Did Yankee Doodle come from Central Asia with the great migrations? A secretary of the American legation at Madrid says a Spanish professor of music told him that Yankee Doodle resembled the ancient sword-dance of St. Sebastian. Did the Moors bring it into Spain many centuries ago? A Brunswick gentleman told Dr. Ritter, Professor of Music at Vassar College, that the air is that of a nursery-song traditional in the Duchy of Brunswick. A surgeon in the British army, who was with the provincial troops under Johnson at the head of Lake George, being impressed with the uncouth appearance of the provincial soldiers, composed a song to the air, which he called Yankey, instead of Nankey, Doodle, and commended it to the motley soldiers as “very elegant.” They adopted it as good martial music, and it became very popular. The air seems to have been known in the British army, for it is recorded that when, in 1768, British troops arrived in Boston Harbor “the Yankee Doodle tune” (says a writer of that time) “was the capital piece in the band of music” at Castle William. The change in the spelling of the word “Yankey” was not yet made. Trumbull, in his McFingal, uses the original orthography.

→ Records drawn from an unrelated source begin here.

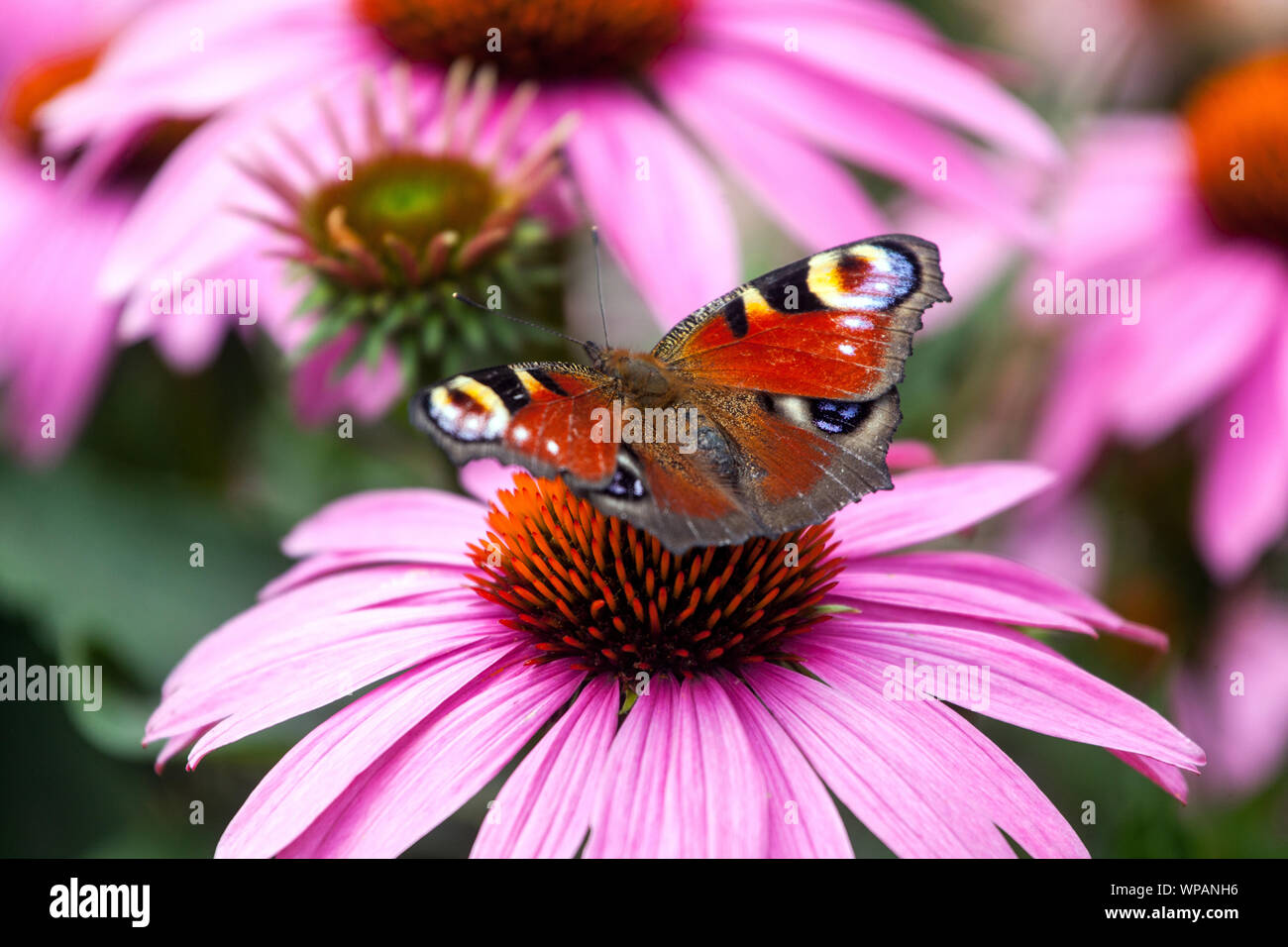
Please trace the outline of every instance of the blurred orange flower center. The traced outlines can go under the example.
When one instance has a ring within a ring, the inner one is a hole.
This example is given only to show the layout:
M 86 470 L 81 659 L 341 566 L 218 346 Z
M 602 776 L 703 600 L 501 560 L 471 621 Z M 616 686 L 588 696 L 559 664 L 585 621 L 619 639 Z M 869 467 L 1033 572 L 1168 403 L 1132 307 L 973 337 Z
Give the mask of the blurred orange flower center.
M 483 598 L 549 658 L 636 683 L 640 673 L 692 676 L 747 661 L 792 661 L 791 640 L 826 618 L 841 571 L 831 526 L 674 555 L 605 517 L 562 481 L 514 478 L 470 546 Z
M 10 134 L 22 147 L 31 149 L 39 147 L 36 112 L 63 89 L 89 76 L 102 52 L 102 45 L 94 45 L 41 59 L 19 72 L 10 82 L 0 113 Z
M 692 0 L 353 0 L 355 15 L 413 62 L 459 57 L 510 79 L 638 72 L 683 36 Z
M 1208 77 L 1185 117 L 1216 225 L 1288 244 L 1288 52 Z

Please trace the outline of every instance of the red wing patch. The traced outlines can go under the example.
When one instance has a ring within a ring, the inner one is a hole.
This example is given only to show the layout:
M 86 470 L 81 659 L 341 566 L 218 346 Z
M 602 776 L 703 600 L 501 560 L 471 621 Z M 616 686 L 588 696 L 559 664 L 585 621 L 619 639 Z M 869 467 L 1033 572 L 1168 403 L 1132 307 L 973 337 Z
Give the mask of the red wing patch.
M 921 313 L 947 299 L 931 244 L 877 237 L 753 280 L 653 354 L 697 384 L 863 401 L 899 381 Z

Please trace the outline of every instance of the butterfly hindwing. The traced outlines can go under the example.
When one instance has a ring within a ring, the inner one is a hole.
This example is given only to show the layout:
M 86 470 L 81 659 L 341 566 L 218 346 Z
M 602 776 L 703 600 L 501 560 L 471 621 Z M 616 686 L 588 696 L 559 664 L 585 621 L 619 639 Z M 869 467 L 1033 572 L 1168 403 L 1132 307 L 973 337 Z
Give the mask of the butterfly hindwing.
M 902 380 L 921 313 L 948 299 L 933 244 L 872 237 L 752 280 L 653 354 L 698 385 L 871 401 Z
M 456 464 L 496 457 L 581 487 L 611 482 L 617 445 L 591 437 L 592 412 L 620 383 L 571 362 L 501 365 L 455 375 L 411 402 L 412 424 Z
M 850 410 L 712 389 L 677 406 L 690 408 L 697 450 L 668 441 L 622 445 L 618 490 L 578 492 L 681 551 L 819 523 L 890 486 L 885 452 L 899 423 L 894 390 Z

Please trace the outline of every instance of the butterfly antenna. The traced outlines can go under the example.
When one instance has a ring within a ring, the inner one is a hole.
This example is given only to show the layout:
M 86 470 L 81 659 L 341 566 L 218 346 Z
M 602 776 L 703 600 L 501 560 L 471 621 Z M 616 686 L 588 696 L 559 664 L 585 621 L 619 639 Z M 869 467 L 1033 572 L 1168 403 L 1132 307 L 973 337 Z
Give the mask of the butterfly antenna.
M 542 326 L 540 322 L 528 322 L 527 320 L 520 320 L 518 316 L 511 316 L 510 313 L 501 312 L 500 309 L 489 309 L 482 303 L 478 303 L 461 292 L 453 292 L 452 299 L 459 299 L 462 303 L 465 303 L 465 305 L 473 305 L 475 309 L 482 309 L 483 312 L 489 313 L 492 316 L 500 316 L 504 320 L 510 320 L 510 322 L 518 322 L 520 326 L 527 326 L 528 329 L 537 329 L 542 332 L 550 332 L 551 335 L 558 335 L 560 339 L 565 339 L 567 341 L 571 341 L 573 345 L 577 345 L 578 348 L 586 348 L 587 344 L 590 345 L 594 344 L 594 343 L 585 343 L 581 339 L 573 339 L 571 335 L 564 335 L 558 329 L 551 329 L 550 326 Z
M 604 348 L 612 348 L 608 341 L 608 313 L 604 312 L 604 277 L 599 269 L 599 227 L 590 228 L 590 242 L 595 245 L 595 289 L 599 291 L 599 318 L 604 323 Z

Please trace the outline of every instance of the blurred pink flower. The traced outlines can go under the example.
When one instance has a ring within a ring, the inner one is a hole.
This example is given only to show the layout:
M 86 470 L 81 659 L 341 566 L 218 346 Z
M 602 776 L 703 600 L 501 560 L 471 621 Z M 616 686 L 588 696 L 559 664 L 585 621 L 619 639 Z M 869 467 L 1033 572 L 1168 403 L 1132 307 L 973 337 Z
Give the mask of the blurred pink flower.
M 1145 446 L 1193 421 L 1195 539 L 1224 581 L 1288 524 L 1285 97 L 1280 53 L 1218 73 L 1185 121 L 1099 121 L 1057 191 L 1056 242 L 1033 272 L 1034 296 L 1038 280 L 1088 301 L 1101 295 L 1090 281 L 1112 281 L 1101 283 L 1115 290 L 1109 299 L 1139 286 L 1135 313 L 1119 303 L 1122 314 L 1064 317 L 1077 325 L 1033 456 L 1072 484 L 1105 441 Z
M 580 197 L 663 325 L 738 282 L 733 220 L 703 152 L 810 250 L 887 229 L 837 158 L 1028 236 L 1023 200 L 944 126 L 1029 160 L 1057 155 L 1027 107 L 885 0 L 179 3 L 121 36 L 94 80 L 43 116 L 63 143 L 153 113 L 283 117 L 301 88 L 395 59 L 420 81 L 461 55 L 538 80 L 536 128 L 580 115 L 567 147 Z M 171 179 L 167 201 L 188 227 L 220 146 L 211 133 L 175 157 L 187 187 Z M 104 269 L 109 298 L 153 268 L 147 237 L 161 224 L 146 219 Z
M 887 555 L 1027 499 L 1050 483 L 1033 466 L 900 474 L 829 524 L 683 559 L 556 482 L 497 495 L 502 475 L 466 469 L 491 512 L 431 490 L 327 506 L 285 541 L 300 563 L 171 673 L 147 727 L 167 740 L 158 767 L 372 688 L 282 758 L 218 854 L 397 856 L 536 741 L 475 856 L 572 856 L 587 831 L 591 857 L 853 854 L 828 790 L 900 856 L 1011 857 L 1002 831 L 1033 856 L 1086 856 L 942 701 L 1105 746 L 1182 800 L 1180 770 L 1203 764 L 1157 713 L 1009 625 L 1159 633 L 987 554 Z M 779 563 L 786 541 L 796 562 Z M 984 691 L 943 675 L 893 691 L 912 665 L 972 667 Z
M 1211 749 L 1206 792 L 1255 792 L 1279 772 L 1288 751 L 1285 680 L 1288 603 L 1245 593 L 1172 692 L 1181 725 Z
M 76 439 L 115 350 L 117 307 L 95 281 L 129 210 L 112 180 L 138 129 L 122 126 L 72 160 L 50 152 L 32 112 L 94 68 L 139 0 L 50 0 L 5 13 L 0 36 L 0 437 L 24 460 L 55 460 Z
M 1064 107 L 1126 107 L 1166 95 L 1177 75 L 1283 36 L 1280 0 L 969 0 L 988 35 L 1015 61 L 1006 77 Z
M 482 71 L 470 85 L 469 73 L 453 68 L 443 84 L 425 76 L 412 88 L 406 68 L 392 67 L 296 90 L 274 100 L 272 116 L 255 110 L 259 121 L 209 121 L 161 169 L 117 240 L 113 259 L 125 253 L 147 262 L 124 305 L 121 336 L 137 340 L 178 323 L 219 338 L 254 321 L 296 362 L 291 399 L 301 420 L 321 423 L 340 410 L 383 415 L 411 371 L 399 359 L 411 357 L 408 347 L 399 352 L 394 332 L 381 334 L 392 303 L 422 301 L 428 312 L 434 287 L 461 286 L 470 260 L 502 246 L 516 223 L 541 216 L 556 228 L 568 218 L 546 186 L 571 122 L 516 144 L 533 90 L 497 100 L 495 75 Z M 215 162 L 206 161 L 210 148 L 218 148 Z M 468 206 L 480 187 L 489 196 Z M 439 229 L 447 220 L 455 225 Z M 406 238 L 397 264 L 381 242 L 390 237 Z M 158 307 L 147 273 L 165 286 L 254 286 L 255 313 Z M 308 304 L 323 280 L 327 304 Z M 365 307 L 375 296 L 390 304 L 336 318 L 346 304 Z M 374 335 L 375 357 L 354 358 Z

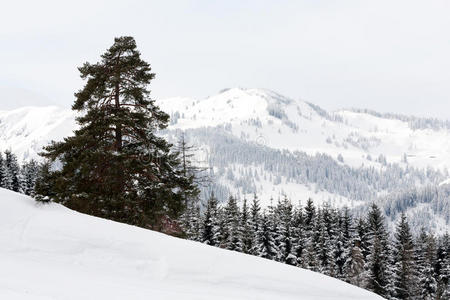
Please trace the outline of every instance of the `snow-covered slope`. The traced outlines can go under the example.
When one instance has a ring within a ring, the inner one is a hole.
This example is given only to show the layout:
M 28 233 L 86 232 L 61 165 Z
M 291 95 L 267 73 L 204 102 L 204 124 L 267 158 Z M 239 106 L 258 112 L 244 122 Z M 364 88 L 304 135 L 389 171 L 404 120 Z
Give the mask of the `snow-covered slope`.
M 0 189 L 0 299 L 381 299 L 324 275 Z
M 10 149 L 21 160 L 37 158 L 43 146 L 62 140 L 75 127 L 75 113 L 56 106 L 0 111 L 0 150 Z
M 395 192 L 398 205 L 384 205 L 393 221 L 399 210 L 411 208 L 410 217 L 423 220 L 418 228 L 440 224 L 439 231 L 449 230 L 450 213 L 441 209 L 449 205 L 447 196 L 411 204 L 402 195 L 449 180 L 450 122 L 363 110 L 328 112 L 264 89 L 233 88 L 205 99 L 157 103 L 171 115 L 164 134 L 175 142 L 185 131 L 199 147 L 221 200 L 256 192 L 263 205 L 287 195 L 295 203 L 311 197 L 355 207 Z M 73 120 L 72 111 L 56 107 L 0 111 L 0 150 L 10 148 L 20 159 L 35 157 L 50 140 L 70 135 Z M 430 224 L 433 215 L 444 221 Z

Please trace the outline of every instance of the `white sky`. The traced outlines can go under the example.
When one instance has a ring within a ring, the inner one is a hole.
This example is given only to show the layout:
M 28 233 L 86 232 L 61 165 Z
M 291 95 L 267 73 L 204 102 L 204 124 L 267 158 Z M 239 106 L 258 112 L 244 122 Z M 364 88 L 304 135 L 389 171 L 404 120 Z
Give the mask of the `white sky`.
M 450 1 L 0 4 L 0 109 L 29 94 L 70 105 L 76 67 L 132 35 L 154 97 L 263 87 L 327 109 L 450 118 Z

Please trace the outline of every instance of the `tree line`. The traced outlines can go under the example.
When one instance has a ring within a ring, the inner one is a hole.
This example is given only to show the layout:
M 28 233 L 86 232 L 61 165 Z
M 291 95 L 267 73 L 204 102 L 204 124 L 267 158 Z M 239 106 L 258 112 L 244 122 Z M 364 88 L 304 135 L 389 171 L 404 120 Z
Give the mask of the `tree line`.
M 391 235 L 379 207 L 364 217 L 349 209 L 305 207 L 285 197 L 266 209 L 255 195 L 242 206 L 220 205 L 212 194 L 181 222 L 186 237 L 211 246 L 275 260 L 344 280 L 387 299 L 449 299 L 450 236 L 411 233 L 402 215 Z

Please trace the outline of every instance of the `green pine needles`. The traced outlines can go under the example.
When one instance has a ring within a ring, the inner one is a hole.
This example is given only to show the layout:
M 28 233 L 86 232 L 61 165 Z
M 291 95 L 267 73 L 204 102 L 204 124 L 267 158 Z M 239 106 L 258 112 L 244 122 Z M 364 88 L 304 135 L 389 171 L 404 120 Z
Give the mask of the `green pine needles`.
M 95 64 L 79 68 L 86 85 L 75 93 L 79 129 L 52 142 L 52 201 L 77 211 L 162 231 L 197 194 L 179 153 L 158 130 L 169 116 L 150 98 L 155 74 L 132 37 L 119 37 Z M 40 191 L 38 190 L 39 194 Z

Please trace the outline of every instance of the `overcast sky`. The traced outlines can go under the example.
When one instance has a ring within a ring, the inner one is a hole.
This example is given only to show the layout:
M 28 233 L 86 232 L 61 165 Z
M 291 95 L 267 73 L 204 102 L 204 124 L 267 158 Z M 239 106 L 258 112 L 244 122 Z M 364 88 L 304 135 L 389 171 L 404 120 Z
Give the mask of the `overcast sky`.
M 67 2 L 2 3 L 0 109 L 70 105 L 76 67 L 132 35 L 154 97 L 262 87 L 327 109 L 450 119 L 450 1 Z

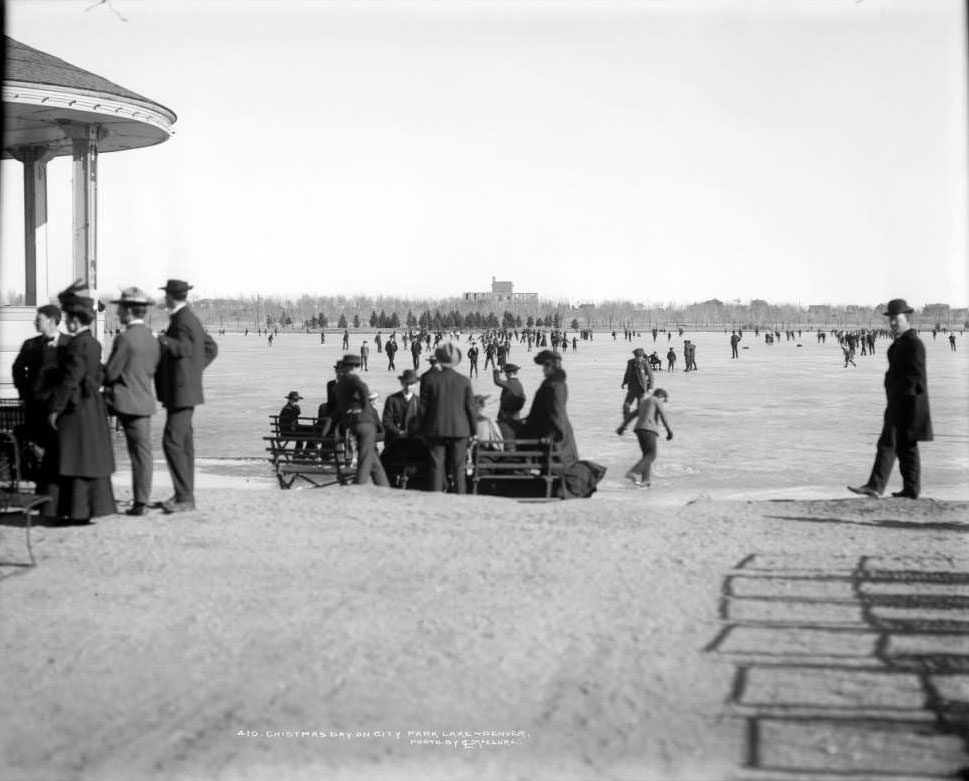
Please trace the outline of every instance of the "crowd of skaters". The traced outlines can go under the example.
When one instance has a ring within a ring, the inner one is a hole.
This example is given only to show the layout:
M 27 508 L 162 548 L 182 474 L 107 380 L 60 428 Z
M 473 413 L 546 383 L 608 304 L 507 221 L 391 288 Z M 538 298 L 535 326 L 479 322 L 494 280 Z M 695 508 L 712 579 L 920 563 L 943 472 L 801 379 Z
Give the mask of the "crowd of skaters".
M 111 302 L 117 306 L 125 329 L 117 333 L 111 356 L 104 365 L 100 345 L 90 333 L 90 324 L 96 317 L 95 302 L 82 286 L 75 283 L 63 291 L 60 307 L 48 305 L 38 309 L 35 324 L 40 335 L 24 343 L 14 364 L 14 379 L 24 402 L 29 438 L 39 454 L 38 487 L 50 496 L 51 512 L 57 518 L 84 522 L 116 510 L 110 485 L 114 471 L 110 437 L 102 435 L 98 422 L 106 420 L 109 412 L 124 432 L 131 457 L 134 499 L 128 514 L 142 515 L 153 507 L 178 512 L 195 506 L 192 411 L 203 402 L 202 370 L 215 357 L 217 348 L 187 304 L 191 286 L 181 280 L 169 280 L 161 289 L 165 291 L 165 306 L 171 319 L 157 339 L 144 323 L 147 308 L 154 301 L 143 291 L 126 289 L 120 299 Z M 893 305 L 898 308 L 897 302 Z M 67 334 L 59 328 L 62 316 Z M 902 312 L 902 319 L 905 316 Z M 817 329 L 816 338 L 821 344 L 829 335 L 837 340 L 847 367 L 854 365 L 858 352 L 862 356 L 874 355 L 878 339 L 891 339 L 894 343 L 899 335 L 895 319 L 889 328 Z M 759 337 L 762 329 L 751 330 Z M 908 330 L 917 336 L 918 331 L 910 327 L 903 333 Z M 947 337 L 950 349 L 956 350 L 955 333 L 934 328 L 933 339 L 940 332 Z M 257 333 L 265 333 L 271 346 L 279 332 L 267 328 L 258 329 Z M 654 343 L 660 333 L 659 329 L 652 329 Z M 665 333 L 670 342 L 673 329 Z M 679 328 L 678 333 L 682 337 L 683 329 Z M 780 341 L 782 332 L 763 329 L 763 335 L 765 343 L 773 345 L 775 340 Z M 787 341 L 798 341 L 802 335 L 800 329 L 783 332 Z M 626 341 L 642 336 L 642 332 L 632 329 L 623 331 Z M 593 335 L 581 332 L 581 338 L 591 340 Z M 612 338 L 617 339 L 617 332 L 612 332 Z M 730 333 L 732 359 L 739 358 L 738 346 L 743 338 L 741 329 Z M 326 343 L 325 331 L 321 331 L 320 341 Z M 388 483 L 378 442 L 383 443 L 385 454 L 394 449 L 404 452 L 407 445 L 419 444 L 431 463 L 432 490 L 466 490 L 465 469 L 461 465 L 466 464 L 469 443 L 475 441 L 512 448 L 516 437 L 549 438 L 559 442 L 567 454 L 566 463 L 578 461 L 562 369 L 562 354 L 570 348 L 578 349 L 578 335 L 570 336 L 560 329 L 495 328 L 463 337 L 457 331 L 408 329 L 399 334 L 394 330 L 386 336 L 378 331 L 373 343 L 375 351 L 386 356 L 389 371 L 396 371 L 399 350 L 411 353 L 414 368 L 398 376 L 400 391 L 386 400 L 381 413 L 377 412 L 379 397 L 369 391 L 359 376 L 370 368 L 370 346 L 364 340 L 358 354 L 348 352 L 334 367 L 335 376 L 327 384 L 326 400 L 313 424 L 316 433 L 352 439 L 358 482 Z M 349 349 L 349 329 L 343 331 L 342 345 Z M 456 368 L 462 360 L 461 346 L 466 350 L 467 377 Z M 537 350 L 534 360 L 543 368 L 544 379 L 525 417 L 521 413 L 526 394 L 518 379 L 519 367 L 509 360 L 513 346 L 523 346 L 529 353 Z M 430 368 L 418 374 L 425 356 Z M 670 344 L 666 371 L 676 369 L 677 358 Z M 501 393 L 496 421 L 484 415 L 488 397 L 471 393 L 469 378 L 479 376 L 481 360 L 486 372 L 491 369 L 494 385 Z M 697 371 L 696 345 L 690 339 L 683 341 L 683 365 L 685 372 Z M 665 416 L 668 394 L 654 387 L 654 372 L 662 370 L 658 351 L 647 354 L 637 347 L 621 383 L 626 397 L 617 433 L 621 435 L 632 424 L 640 441 L 642 458 L 626 475 L 637 486 L 650 483 L 659 427 L 665 427 L 667 438 L 672 438 Z M 164 502 L 152 503 L 150 420 L 156 397 L 166 408 L 162 444 L 175 493 Z M 280 414 L 281 427 L 295 431 L 304 425 L 299 423 L 301 400 L 296 391 L 289 395 Z M 911 460 L 910 456 L 907 458 Z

While the British were yet in Boston, after the arrival of Washington at Cambridge in the summer of 1775, some poet among them wrote the following piece in derision of the New England troops. It is the original Yankee Doodle song:

Father and I went down to camp,
Along with Captain Goodwin,
Where we see the men and boys
As thick as hasty-puddina.

There was Captain Washington
Upon a slapping stallion,
A giving orders to his men:
I guess there was a million.

And then the feathers on his hat,
They looked so tarnal finea,
I wanted pockily to get,
To give to my Jemima.

And then they had a swampina gun,
As large as log of maple,
On a deuced little cart—
A load for father's cattle.

And every time they fired it off
It took a horn of powder;
It made a noise like father's gun,
Only a nation louder.

I went as near to it myself
As Jacob's underpinnina,
And father went as near agin-
I thought the deuce was in him.

Cousin Simon grew so bold,
I thought he would have cocked it;
It scared me so, I shrinked off,
And hung by father's pocket.

And Captain Davis had a gun,
He kind a clapped his hand on't,
And stuck a crooked stabbing-iron
Upon the little end on't.

And there I see a pumpkin-shell
As big as mother's basin,
And every time they touched it off
They scampered like the nation.

And there I see a little keg,
Its heads were made of leather:
They knocked upon't with little sticks,
To call the folks together.

And then they'd fife away like fun,
And play on cornstalk fiddles;
And some had ribbons red as blood,
All wound about their middles.

The troopers, too, would gallop up
And fire right in our faces;
It scared me almost half to death
To see them run such races.

Old Uncle Sam come then to change
Some pancakes and some onions
For 'lasses cakes, to carry home
To give his wife and young ones.

I see another snarl of men
A digging graves, they told me,
So tarnal long, so tarnal deep,
They 'tended they should hold me.

It scared me so, I hooked it off,
Nor slept, as I remember,
Nor turned about till I got home,
Locked up in mother's chamber.

Yankee Doodle appears to be “a child of thirty-six fathers.” It has been suggested by a witty lady that perhaps Yankee Doodle “composed itself,” as the Germans say of folk-songs. It is [472] accepted as our national air, and is in positive contrast in spirit to the stately God save the King of old England. The tune is so associated with the patriotic deeds of Americans that it always inspires a love of country in the heart of every good citizen.